The Root Editor-in-Chief Henry Louis Gates Jr. recently discussed his latest book and four-part documentary, Black in Latin America, on NPR's Fresh Air With Terry Gross. In Black in Latin America, Gates highlights the impact of the slave trade on countries south of the border, such as Mexico, Brazil and Cuba, and its lasting effects on Latin America's cultural history.
The descendants of slaves brought to Latin and South America, says Gates, don't identify as white or black the way many Americans do. In Brazil, there are 134 categories of blackness to describe someone of African descent.
"[They say], 'I'm not black. I'm murano [or] I'm kubuku,' he says. "You could say that these societies have refused to be locked into this ridiculous binary opposition between black and white the way we are here in America, and they've socially constructed race or ethnicity in a more subtle way than we could ever imagine."
In each of the countries Gates examined, there were also policies enacted to "whiten" the complexion of the country soon after receiving an influx of slaves. In Brazil for instance, 4 million white Europeans and 185,000 Japanese immigrants were allowed into the country between 1884 and 1939. Cuba and Mexico also had similar policies in place.

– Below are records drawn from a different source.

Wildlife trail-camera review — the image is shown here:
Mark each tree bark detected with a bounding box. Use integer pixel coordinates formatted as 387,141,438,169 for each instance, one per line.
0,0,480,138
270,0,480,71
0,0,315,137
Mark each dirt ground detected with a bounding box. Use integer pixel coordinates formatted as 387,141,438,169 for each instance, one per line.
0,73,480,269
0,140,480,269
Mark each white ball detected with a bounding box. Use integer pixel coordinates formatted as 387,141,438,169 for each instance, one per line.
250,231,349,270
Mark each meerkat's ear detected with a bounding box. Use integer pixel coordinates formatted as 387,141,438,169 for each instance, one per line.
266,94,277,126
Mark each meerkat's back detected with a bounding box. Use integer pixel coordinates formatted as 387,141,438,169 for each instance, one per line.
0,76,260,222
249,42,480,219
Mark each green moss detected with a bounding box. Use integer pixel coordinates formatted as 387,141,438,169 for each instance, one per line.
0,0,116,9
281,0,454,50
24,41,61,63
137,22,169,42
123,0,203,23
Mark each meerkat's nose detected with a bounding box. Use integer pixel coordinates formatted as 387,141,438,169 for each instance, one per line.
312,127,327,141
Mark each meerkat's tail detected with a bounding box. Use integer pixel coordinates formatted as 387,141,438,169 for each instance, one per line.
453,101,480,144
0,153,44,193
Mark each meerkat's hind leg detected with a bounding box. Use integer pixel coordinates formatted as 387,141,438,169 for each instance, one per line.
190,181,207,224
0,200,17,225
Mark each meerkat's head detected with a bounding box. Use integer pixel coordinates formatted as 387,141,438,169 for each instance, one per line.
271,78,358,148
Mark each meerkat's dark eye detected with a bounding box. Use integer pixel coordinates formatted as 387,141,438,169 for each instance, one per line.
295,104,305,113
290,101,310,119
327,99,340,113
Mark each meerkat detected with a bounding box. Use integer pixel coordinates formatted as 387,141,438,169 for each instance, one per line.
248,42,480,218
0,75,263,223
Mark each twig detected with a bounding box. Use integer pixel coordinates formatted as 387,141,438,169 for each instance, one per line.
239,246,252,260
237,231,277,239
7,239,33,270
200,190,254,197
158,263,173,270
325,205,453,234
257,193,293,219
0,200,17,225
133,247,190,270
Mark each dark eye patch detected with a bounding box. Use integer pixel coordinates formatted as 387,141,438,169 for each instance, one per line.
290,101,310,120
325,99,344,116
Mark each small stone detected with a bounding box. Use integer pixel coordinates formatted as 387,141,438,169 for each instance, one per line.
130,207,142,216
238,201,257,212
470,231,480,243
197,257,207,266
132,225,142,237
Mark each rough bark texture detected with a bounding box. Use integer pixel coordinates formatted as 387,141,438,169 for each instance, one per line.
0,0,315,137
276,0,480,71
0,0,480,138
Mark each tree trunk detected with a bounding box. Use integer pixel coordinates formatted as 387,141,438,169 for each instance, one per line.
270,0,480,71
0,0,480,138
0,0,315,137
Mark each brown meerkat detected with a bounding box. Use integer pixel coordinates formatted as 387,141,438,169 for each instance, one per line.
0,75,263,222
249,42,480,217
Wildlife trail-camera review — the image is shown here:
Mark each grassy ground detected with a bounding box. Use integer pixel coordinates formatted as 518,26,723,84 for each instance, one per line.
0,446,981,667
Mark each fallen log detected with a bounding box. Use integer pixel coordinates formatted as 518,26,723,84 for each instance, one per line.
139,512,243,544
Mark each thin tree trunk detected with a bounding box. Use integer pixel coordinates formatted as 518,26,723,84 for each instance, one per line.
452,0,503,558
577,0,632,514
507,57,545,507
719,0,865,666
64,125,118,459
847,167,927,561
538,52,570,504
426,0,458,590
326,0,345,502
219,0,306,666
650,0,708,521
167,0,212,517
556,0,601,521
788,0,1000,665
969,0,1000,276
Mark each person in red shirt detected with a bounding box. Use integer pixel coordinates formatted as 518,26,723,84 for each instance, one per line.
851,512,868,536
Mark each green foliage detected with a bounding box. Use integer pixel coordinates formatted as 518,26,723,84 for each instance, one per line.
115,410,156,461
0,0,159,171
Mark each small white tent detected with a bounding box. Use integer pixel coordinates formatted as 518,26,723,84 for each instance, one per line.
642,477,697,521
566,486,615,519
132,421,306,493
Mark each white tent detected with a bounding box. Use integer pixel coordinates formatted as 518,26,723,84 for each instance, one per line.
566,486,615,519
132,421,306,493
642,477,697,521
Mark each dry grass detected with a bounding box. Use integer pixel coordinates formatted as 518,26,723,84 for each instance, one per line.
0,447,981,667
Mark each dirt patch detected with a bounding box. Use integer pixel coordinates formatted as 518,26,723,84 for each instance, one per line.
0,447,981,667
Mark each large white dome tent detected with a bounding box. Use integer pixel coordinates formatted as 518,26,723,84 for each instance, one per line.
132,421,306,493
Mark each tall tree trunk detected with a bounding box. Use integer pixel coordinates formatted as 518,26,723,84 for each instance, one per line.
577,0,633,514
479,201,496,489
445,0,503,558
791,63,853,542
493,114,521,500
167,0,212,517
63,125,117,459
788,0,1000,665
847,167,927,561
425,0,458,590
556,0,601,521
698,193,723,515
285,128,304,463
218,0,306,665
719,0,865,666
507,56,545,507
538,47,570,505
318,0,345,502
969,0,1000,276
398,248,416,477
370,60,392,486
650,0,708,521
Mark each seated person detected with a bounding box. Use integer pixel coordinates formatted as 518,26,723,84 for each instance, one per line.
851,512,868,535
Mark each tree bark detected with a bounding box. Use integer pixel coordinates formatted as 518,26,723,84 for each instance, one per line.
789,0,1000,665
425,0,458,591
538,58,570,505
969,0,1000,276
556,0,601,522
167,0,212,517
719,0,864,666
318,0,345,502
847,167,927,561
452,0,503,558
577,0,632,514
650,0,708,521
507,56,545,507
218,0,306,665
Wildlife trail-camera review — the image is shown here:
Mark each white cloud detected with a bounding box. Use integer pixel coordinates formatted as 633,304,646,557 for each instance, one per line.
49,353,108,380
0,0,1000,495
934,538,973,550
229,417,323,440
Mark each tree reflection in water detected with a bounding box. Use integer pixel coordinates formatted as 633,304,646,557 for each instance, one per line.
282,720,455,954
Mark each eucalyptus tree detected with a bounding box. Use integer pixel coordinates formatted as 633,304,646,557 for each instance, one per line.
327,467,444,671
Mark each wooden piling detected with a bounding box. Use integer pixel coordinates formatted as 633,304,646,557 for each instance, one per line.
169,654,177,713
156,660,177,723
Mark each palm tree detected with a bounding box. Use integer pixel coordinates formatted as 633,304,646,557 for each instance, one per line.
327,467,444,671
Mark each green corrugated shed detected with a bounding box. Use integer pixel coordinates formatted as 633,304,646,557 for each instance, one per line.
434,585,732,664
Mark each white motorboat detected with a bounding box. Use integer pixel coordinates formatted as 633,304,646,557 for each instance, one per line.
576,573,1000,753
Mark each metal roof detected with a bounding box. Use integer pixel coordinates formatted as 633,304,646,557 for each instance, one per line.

"They were trying to do two things," says Gates. "They wanted to bring in white families so that the white population would increase. But they also assumed, because so many of these indentured immigrants would be men, that interracial sexual liaisons would ensue — and indeed they did. So whitening was to be achieved in two ways: through white people marrying white people and a browning movement, when a series of racial gradations would be created through interracial sexuality."